Italien hat eine neue Regierung – und steht vor dem radikalen Wandel. Die populistischen Parteien haben viel Vertrauen zerstört und wiegeln weiter gegen Europa auf. Die Stimmung schwankt zwischen Gottesdienst und Woodstock.

Der Beifall auf der Piazza schwillt an. Eine Politikerin, die auf der Bühne vor den großen Pixeln der Trikolore auf einer Großleinwand Parolen ins Publikum ruft, dreht sich abrupt um. „Luigiiii!“, kreischt sie.#Luigi Di Maio, Chef der #Fünf-Sterne-Bewegung, jetzt auch Vizepremier und Minister, ist angekommen bei der Siegesfeier am Samstagabend.
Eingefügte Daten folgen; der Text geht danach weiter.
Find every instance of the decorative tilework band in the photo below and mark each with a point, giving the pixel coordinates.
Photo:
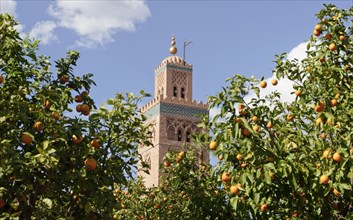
(171, 109)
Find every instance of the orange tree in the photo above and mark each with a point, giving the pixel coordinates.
(292, 160)
(52, 163)
(187, 191)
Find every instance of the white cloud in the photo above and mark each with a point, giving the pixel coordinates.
(95, 22)
(44, 31)
(8, 6)
(284, 86)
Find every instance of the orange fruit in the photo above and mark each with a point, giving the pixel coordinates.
(319, 121)
(85, 109)
(166, 164)
(38, 126)
(226, 177)
(274, 82)
(2, 203)
(254, 118)
(333, 102)
(47, 104)
(245, 132)
(328, 36)
(264, 207)
(64, 79)
(269, 125)
(239, 157)
(318, 27)
(298, 92)
(326, 153)
(290, 117)
(77, 140)
(336, 192)
(90, 164)
(79, 108)
(235, 189)
(263, 84)
(324, 179)
(78, 99)
(95, 143)
(55, 115)
(213, 145)
(342, 38)
(332, 47)
(26, 139)
(316, 33)
(256, 128)
(337, 157)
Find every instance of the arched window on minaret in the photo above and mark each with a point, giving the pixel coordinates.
(188, 136)
(180, 136)
(182, 93)
(175, 91)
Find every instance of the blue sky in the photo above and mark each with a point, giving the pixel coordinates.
(121, 42)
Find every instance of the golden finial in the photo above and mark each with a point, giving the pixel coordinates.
(173, 50)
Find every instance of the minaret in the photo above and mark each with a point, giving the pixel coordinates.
(173, 113)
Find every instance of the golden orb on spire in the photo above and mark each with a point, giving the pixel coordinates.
(173, 50)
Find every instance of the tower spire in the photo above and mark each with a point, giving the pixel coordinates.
(173, 50)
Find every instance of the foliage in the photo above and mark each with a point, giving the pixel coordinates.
(186, 191)
(278, 156)
(54, 163)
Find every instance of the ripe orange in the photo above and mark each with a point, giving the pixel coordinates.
(47, 104)
(85, 109)
(264, 207)
(235, 189)
(328, 36)
(213, 145)
(64, 79)
(166, 164)
(226, 177)
(79, 108)
(336, 192)
(274, 82)
(239, 157)
(26, 139)
(333, 102)
(332, 47)
(55, 115)
(324, 179)
(337, 157)
(78, 98)
(316, 33)
(319, 121)
(254, 118)
(245, 132)
(290, 117)
(77, 140)
(326, 153)
(95, 143)
(256, 128)
(38, 126)
(342, 38)
(90, 164)
(263, 84)
(269, 125)
(318, 27)
(2, 203)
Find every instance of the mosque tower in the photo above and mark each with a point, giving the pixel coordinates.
(172, 114)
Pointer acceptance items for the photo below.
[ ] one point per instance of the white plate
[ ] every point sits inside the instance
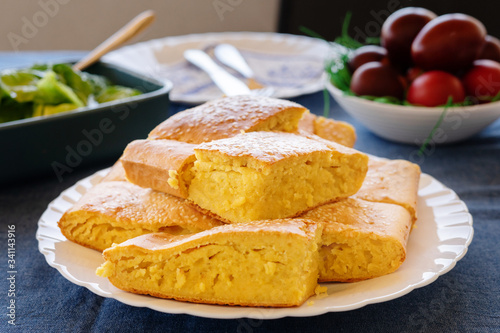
(444, 231)
(293, 65)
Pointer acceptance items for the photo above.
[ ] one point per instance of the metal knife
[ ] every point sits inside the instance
(230, 85)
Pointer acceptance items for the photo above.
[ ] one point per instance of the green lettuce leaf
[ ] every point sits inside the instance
(51, 91)
(80, 85)
(20, 85)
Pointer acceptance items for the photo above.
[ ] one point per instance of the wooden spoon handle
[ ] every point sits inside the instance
(138, 24)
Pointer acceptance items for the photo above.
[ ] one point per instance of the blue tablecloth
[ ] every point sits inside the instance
(467, 299)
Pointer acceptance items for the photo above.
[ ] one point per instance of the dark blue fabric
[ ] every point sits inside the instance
(467, 299)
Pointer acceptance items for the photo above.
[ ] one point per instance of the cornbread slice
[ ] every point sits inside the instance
(270, 175)
(329, 129)
(361, 239)
(264, 263)
(228, 116)
(114, 211)
(163, 165)
(391, 181)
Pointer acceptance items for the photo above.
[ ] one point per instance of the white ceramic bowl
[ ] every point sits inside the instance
(412, 124)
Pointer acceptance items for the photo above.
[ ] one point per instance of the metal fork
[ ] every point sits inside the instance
(231, 57)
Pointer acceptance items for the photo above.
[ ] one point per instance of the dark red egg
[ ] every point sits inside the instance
(491, 49)
(434, 88)
(450, 42)
(483, 79)
(399, 31)
(377, 79)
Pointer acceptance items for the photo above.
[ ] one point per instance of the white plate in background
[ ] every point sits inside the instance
(292, 65)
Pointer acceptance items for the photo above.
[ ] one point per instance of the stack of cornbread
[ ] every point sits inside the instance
(246, 201)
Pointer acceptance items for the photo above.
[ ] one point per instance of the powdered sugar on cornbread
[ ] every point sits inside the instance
(226, 117)
(268, 147)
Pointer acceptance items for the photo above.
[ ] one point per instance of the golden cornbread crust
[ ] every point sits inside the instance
(152, 163)
(266, 148)
(329, 129)
(391, 181)
(114, 211)
(227, 117)
(116, 173)
(274, 264)
(334, 130)
(361, 239)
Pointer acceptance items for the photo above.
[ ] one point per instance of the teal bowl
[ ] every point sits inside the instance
(62, 143)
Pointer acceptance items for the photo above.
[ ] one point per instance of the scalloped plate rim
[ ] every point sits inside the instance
(204, 310)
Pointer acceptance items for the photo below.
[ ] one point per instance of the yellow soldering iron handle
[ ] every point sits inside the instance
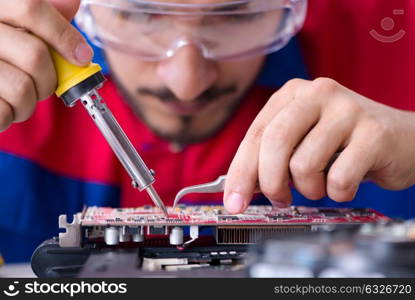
(72, 78)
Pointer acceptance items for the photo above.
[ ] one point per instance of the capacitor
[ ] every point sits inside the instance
(138, 234)
(124, 235)
(111, 235)
(176, 236)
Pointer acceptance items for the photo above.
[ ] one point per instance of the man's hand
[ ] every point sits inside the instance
(300, 129)
(27, 73)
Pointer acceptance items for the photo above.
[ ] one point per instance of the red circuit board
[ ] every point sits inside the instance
(217, 215)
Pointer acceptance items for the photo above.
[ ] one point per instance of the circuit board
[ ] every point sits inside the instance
(183, 224)
(217, 215)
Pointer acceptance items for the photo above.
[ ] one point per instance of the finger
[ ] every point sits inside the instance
(67, 8)
(311, 158)
(18, 89)
(44, 20)
(30, 54)
(280, 138)
(242, 176)
(6, 115)
(349, 169)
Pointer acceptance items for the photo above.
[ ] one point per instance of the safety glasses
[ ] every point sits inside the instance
(221, 30)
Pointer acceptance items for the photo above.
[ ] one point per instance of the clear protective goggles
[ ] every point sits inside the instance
(220, 29)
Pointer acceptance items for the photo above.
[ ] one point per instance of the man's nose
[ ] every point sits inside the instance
(188, 73)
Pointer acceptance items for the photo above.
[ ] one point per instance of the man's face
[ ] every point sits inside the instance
(186, 97)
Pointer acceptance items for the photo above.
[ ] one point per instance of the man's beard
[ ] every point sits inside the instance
(186, 134)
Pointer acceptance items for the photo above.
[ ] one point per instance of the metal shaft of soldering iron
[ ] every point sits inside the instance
(142, 177)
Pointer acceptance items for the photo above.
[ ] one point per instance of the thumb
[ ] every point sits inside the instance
(67, 8)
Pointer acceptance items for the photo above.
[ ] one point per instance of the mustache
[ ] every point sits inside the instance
(165, 95)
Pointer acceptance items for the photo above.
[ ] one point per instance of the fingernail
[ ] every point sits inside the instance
(83, 53)
(235, 203)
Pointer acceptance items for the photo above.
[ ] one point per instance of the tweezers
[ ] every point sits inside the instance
(216, 186)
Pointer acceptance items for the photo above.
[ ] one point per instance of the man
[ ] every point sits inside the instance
(182, 86)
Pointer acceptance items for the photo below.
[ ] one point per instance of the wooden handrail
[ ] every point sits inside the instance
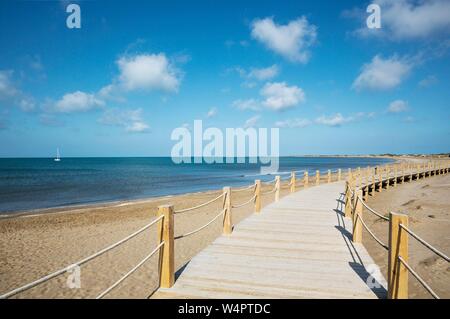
(398, 239)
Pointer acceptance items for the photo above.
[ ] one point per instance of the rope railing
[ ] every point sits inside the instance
(110, 288)
(361, 183)
(419, 279)
(273, 190)
(358, 217)
(198, 206)
(269, 182)
(200, 228)
(372, 210)
(78, 263)
(243, 189)
(245, 203)
(426, 244)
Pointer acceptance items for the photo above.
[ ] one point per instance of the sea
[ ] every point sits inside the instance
(38, 183)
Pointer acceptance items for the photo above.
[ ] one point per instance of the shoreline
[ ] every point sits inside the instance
(82, 207)
(34, 245)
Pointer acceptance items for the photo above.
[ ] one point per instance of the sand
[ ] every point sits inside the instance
(427, 204)
(35, 244)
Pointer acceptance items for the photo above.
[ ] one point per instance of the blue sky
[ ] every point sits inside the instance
(136, 70)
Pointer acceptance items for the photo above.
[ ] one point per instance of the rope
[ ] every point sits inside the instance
(198, 206)
(130, 272)
(371, 210)
(423, 242)
(200, 228)
(370, 232)
(286, 186)
(243, 189)
(245, 203)
(79, 263)
(419, 279)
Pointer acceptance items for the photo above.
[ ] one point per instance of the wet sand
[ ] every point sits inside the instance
(427, 204)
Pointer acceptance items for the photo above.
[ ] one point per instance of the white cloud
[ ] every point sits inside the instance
(7, 88)
(263, 74)
(292, 40)
(251, 122)
(334, 120)
(137, 127)
(398, 106)
(212, 112)
(77, 102)
(249, 104)
(382, 74)
(292, 123)
(408, 19)
(428, 81)
(148, 72)
(278, 96)
(409, 119)
(131, 120)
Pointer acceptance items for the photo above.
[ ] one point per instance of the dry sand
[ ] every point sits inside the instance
(34, 245)
(427, 204)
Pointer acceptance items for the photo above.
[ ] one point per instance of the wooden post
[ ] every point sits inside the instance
(348, 198)
(366, 194)
(305, 179)
(403, 174)
(388, 177)
(357, 225)
(277, 187)
(293, 181)
(398, 246)
(167, 255)
(395, 176)
(227, 217)
(258, 196)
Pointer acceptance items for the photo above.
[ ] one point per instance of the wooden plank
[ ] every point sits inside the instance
(298, 247)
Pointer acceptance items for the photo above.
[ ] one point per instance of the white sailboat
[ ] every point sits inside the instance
(57, 159)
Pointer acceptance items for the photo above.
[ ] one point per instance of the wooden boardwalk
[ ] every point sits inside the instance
(298, 247)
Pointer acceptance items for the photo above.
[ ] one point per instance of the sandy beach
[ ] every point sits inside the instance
(426, 203)
(36, 244)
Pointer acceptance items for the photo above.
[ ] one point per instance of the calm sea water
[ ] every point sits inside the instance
(32, 183)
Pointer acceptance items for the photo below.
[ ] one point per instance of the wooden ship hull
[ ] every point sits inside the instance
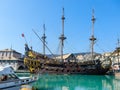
(42, 64)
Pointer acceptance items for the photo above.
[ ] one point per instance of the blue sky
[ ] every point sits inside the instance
(21, 16)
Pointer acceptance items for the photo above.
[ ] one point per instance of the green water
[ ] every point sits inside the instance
(77, 82)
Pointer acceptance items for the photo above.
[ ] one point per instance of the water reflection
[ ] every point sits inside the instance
(77, 82)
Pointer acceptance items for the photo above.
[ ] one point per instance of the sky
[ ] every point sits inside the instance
(21, 16)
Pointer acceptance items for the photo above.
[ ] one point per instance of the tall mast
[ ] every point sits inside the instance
(62, 37)
(43, 38)
(118, 50)
(92, 39)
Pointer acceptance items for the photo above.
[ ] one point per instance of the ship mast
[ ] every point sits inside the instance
(118, 50)
(92, 39)
(62, 37)
(43, 38)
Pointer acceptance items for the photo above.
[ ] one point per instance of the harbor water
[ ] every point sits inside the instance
(77, 82)
(74, 82)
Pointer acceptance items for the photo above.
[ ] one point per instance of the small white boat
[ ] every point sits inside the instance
(8, 78)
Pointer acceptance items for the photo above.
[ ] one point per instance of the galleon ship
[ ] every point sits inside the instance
(40, 63)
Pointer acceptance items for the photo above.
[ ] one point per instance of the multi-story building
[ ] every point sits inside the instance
(11, 57)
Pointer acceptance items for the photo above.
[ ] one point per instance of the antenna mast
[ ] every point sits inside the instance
(43, 38)
(92, 39)
(62, 37)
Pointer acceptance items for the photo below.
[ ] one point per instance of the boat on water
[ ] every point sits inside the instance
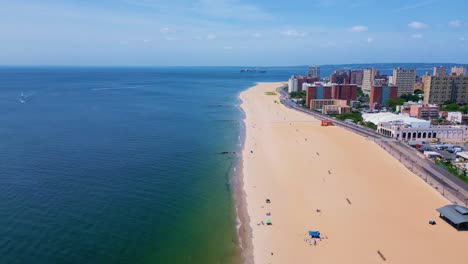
(22, 98)
(253, 70)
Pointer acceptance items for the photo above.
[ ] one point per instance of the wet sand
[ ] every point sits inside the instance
(361, 199)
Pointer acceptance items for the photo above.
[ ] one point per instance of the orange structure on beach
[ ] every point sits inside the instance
(326, 123)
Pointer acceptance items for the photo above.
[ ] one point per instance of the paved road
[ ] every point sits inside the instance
(446, 181)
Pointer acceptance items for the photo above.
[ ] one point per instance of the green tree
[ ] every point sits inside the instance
(452, 107)
(410, 97)
(464, 109)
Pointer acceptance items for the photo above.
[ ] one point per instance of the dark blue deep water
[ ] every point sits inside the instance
(121, 165)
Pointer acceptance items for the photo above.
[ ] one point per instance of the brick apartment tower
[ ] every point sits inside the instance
(318, 91)
(346, 92)
(379, 95)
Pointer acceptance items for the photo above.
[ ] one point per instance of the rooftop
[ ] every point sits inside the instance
(388, 117)
(456, 214)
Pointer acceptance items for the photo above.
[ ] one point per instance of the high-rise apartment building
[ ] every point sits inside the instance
(404, 79)
(440, 71)
(314, 71)
(317, 90)
(458, 70)
(295, 82)
(438, 90)
(346, 92)
(368, 79)
(379, 95)
(339, 76)
(355, 77)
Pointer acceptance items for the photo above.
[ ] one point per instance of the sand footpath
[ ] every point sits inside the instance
(364, 202)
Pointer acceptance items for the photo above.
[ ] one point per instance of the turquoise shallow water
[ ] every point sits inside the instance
(121, 165)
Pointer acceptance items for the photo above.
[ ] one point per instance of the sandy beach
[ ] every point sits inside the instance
(361, 199)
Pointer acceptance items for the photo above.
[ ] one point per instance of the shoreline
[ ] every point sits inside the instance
(240, 196)
(275, 135)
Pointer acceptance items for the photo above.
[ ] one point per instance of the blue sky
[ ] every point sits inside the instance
(231, 32)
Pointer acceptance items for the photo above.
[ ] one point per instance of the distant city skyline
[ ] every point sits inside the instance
(231, 32)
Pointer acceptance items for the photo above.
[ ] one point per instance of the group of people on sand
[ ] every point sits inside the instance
(267, 222)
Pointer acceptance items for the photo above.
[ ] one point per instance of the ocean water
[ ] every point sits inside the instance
(121, 165)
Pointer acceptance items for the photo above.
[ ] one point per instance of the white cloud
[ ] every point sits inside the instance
(455, 23)
(293, 33)
(256, 35)
(417, 25)
(415, 5)
(211, 37)
(359, 29)
(166, 30)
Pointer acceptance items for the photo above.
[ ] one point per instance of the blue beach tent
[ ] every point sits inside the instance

Eigentlich war die Veranstaltung als Frontalangriff auf Staatspräsident Sergio Mattarella geplant. Doch dann winkte der erste Mann im Staat die Regierung aus populistischer #Lega und Fünf-Sterne-Bewegung Mitte der letzten Woche doch noch zum Regierungspalast durch. Jetzt muss man eben feiern, statt zu wüten.

Luigi Di Maio proklamiert: „Von heute an sind wir der Staat!“ „L’État c’est moi“, schießt es unweigerlich durch den Kopf. Zitiert Di Maio Frankreichs Sonnenkönig Ludwig XIV., meint er die Partei, meint er die Bürger? Auch den italoamerikanischen Journalisten Gianni Riotta, früher Chefredakteur der Wirtschaftszeitung „Il Sole 24 Ore“, der auch den Kampf gegen die Mafia ins Zentrum seiner Arbeit stellte, treibt der Satz um. Gegen Mitternacht twittert er schließlich: „Wir sind Staat?“ Obwohl der Tweet Di Maios Postulat nur vorsichtig als Frage formuliert, folgt die übliche Pöbelei der Populistenanhänger.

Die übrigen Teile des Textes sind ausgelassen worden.